My own experience has been that for simple projects, this is not a huge problem - somehow the requirements get dragged from the business users and enough feedback iteration takes place to ensure that the project really does meet its requirements. This all happens far less efficiently than it optimally would, but if the project is small, that inefficiency doesn't add up to a lot of time in absolute terms.

But if the project is large and/or complex, a lot of focused user involvement is critical. The most successful projects that I have seen all had a user champion who felt that the successful completion of the software project would positively impact their own job performance, and so they are willing to sacrifice time spent doing their normal job in order to spend more time on the software project. Just as important as the time they spend is the focus of their attention. An effective user champion will be thinking about the project all the time, and will therefore bring better insights and more attention to detail to the project.

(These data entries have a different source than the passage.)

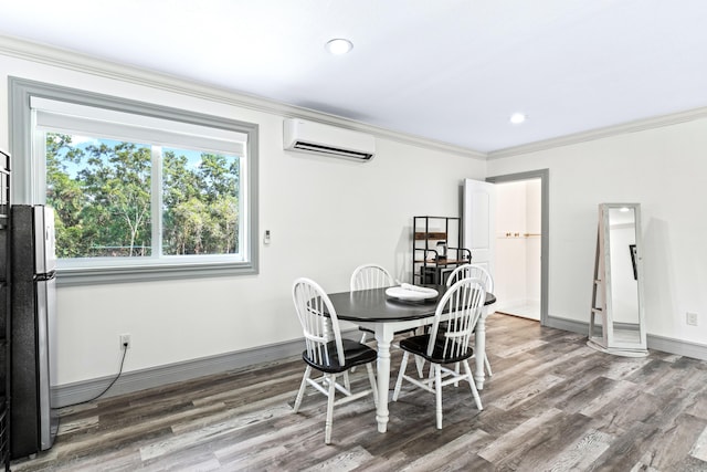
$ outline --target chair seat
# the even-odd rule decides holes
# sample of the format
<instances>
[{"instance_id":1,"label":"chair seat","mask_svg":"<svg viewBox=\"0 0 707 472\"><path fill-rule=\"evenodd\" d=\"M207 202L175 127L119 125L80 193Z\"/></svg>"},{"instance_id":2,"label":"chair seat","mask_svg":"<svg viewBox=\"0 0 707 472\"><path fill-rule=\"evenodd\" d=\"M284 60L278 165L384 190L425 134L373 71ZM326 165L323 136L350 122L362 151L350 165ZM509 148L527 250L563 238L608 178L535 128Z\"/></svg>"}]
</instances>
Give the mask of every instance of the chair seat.
<instances>
[{"instance_id":1,"label":"chair seat","mask_svg":"<svg viewBox=\"0 0 707 472\"><path fill-rule=\"evenodd\" d=\"M474 355L474 349L472 349L471 347L468 347L466 349L466 352L464 352L461 355L457 356L453 356L453 357L444 357L443 356L443 352L444 352L444 338L443 337L437 337L436 343L434 345L434 349L432 352L432 355L429 356L428 355L428 344L430 343L430 335L429 334L423 334L420 336L412 336L412 337L408 337L405 339L402 339L400 342L400 348L403 350L407 350L411 354L421 356L423 358L425 358L426 360L434 363L434 364L453 364L453 363L458 363L461 360L464 359L468 359L469 357L472 357Z\"/></svg>"},{"instance_id":2,"label":"chair seat","mask_svg":"<svg viewBox=\"0 0 707 472\"><path fill-rule=\"evenodd\" d=\"M357 340L341 339L341 346L344 347L345 364L341 365L337 355L336 343L327 343L327 349L329 350L329 363L320 364L307 357L307 352L302 353L302 358L314 367L315 369L326 374L338 374L350 369L354 366L360 366L363 364L372 363L377 359L378 353L376 349L368 347Z\"/></svg>"}]
</instances>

Finding a user champion can be difficult within a normal enterprise. It is rare that a company will assign a business user to be the full-time champion of a project. And even if they do, that user may not be fully engaged on the project (may see it as a distraction or as a tour of duty in the gulag). It is often a matter of luck for a successful project to find a willing champion who truly cares about the project and thinks that their career will be advanced by their involvement with it. And of course it is critical, but not always controllable, that that user champion know what he or she is doing.

This is a problem that software vendors can much more easily handle (if they choose to). One: since the developers of a package at a vendor tend to work for very long stretches on a particular piece of software, it is much easier for them to become fairly expert themselves in the underlying business that their software supports, which Greg states is the ideal (and I agree with him). Two: a vendor can hire professional user champions who will be dedicated full time to their software products. In my first company, which developed a package for currency options traders at banks, fully one third of our employees were former traders whom we had recruited to be those user champions. They walked the walk and talked the talk and they were all ours. The reason we chose the traders we did was that they had a fundamental interest in software, so much so that they were willing to leave their trading jobs to pursue a career in software. They were not necessarily the best traders, but they knew the business of trading inside-out and in time, with lots of practice, they became very adept at translating that business into software product requirements that our development team could work with. We called some of our ex-traders “Product Managers”, and they worked full-time on requirements specification and design testing. Others had different jobs in our company, mainly sales and customer support. All these activities kept them intensely involved with our product and the needs of our customers and thus allowed them to be effective participants in the product planning, design, and testing activities of our company.

Good professional services firms can have similar advantages. One: the development team may have had the opportunity to work on solutions for a particular business segment and thus built up expertise in that business. Two: good services firms become adept (since it is their main business) at drawing requirements from users efficiently.

So, in this respect, vendors generally have a better situation in which to attain the user involvement of XP successfully than enterprises. Because developing software is their main business, not a distraction from it, and because development costs are spread over fees paid by many customers, vendors are in a position to make the heavy investment in proper requirements gathering, design, user feedback, and QA that large complex software requires.